Robert:  If you take a passage that’s perhaps familiar to your listeners, a passage like James, chapter 4, James asks this question rhetorically – what causes fights and quarrels among you?  Don’t they come from your desires that battle within you?  You want something, but you don’t get it. 

I think what you have is a desire for life to be the way you want it to be.  That is very understandable.  It’s a desire for things that are good things.  To be human is to be filled with those desires, but I think the art of living for Christ, of understanding the Gospel and its call on our life, is how do we continually take those desires for good things?  In fact, they are things that the Bible often commands.  I think of so much marriage counseling that I have done where the wife is longing for the husband to love her and to listen to her.  “I just want to be loved, I just want to be listened to.  Is that so bad?”  Well, no, it’s not so bad.  In fact, the Scriptures are calling your husband to do that.  The trouble is, what are you going to do when life doesn’t go the way you want it?  Are you going to justify anger and all these negative things that are coming out?

Dennis: I think of this mom who is grieving over her explosive anger towards her children.  Now, she’s admitting that.  She is saying, “I am taking out my anger on my children and when it’s over, I feel terrible.”  Well, what that is, is that’s a conviction that we’ve sinned, and 1 John 1:9 says “If we confess our sins, He is faithful and just to forgive us our sins and to cleanse us from all unrighteousness.”  So there is cleansing from the worst express of anger that we can imagine.

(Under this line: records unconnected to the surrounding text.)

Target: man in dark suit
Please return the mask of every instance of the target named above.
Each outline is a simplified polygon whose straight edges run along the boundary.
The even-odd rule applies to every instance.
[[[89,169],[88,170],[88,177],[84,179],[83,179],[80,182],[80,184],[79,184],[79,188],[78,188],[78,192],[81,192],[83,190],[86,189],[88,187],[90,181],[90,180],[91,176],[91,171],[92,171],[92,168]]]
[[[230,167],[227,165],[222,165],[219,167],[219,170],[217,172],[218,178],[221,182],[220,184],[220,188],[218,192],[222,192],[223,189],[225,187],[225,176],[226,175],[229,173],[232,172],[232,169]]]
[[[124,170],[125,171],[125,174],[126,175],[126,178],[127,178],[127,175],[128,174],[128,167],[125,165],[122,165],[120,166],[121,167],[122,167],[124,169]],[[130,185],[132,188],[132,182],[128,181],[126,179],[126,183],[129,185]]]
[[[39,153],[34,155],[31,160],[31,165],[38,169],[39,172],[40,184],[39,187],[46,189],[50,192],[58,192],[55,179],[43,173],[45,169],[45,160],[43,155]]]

But to this mom, it’s the habitual visitation of anger over and over and over again from which she repents over and over and over again.  Bob, what’s going to get her out of that repetitive repentance?  Not that we don’t repent until we die, because we know we have to as followers of Christ.  But how is she going to get out of the habit of expressing anger?

Robert:  Well, I think the starting place would be for as many times as she does this and as many times as she repents, we need to keep saying to her, I want to say to her, “My sister, there is still a fountain filled with blood drawn from Emanuel’s veins.”  And so I never want to get to a place in trying to help her where we forget the cross.  We need to keep the Gospel very clear before her eyes.

But, having said that, what is it that Christ is wanting to do in her life – not merely to forgive her and reconnect her experientially to her justification and adoption, but we want to help her begin to look at what is it that you are wanting in these various situations and how do we take those desires that sometimes do become demands – they are good desires – how do we take them and look at them through the lens of Scripture?  How do we help her think biblically about what God is up to in this situation and what’s the cause biblically of her situation?

Dennis: You’re saying she needs to go to the Scripture to give God’s perspective on her anger.

Robert: Yes.

Dennis: And then begin to learn how He wants her to behave differently in those situations.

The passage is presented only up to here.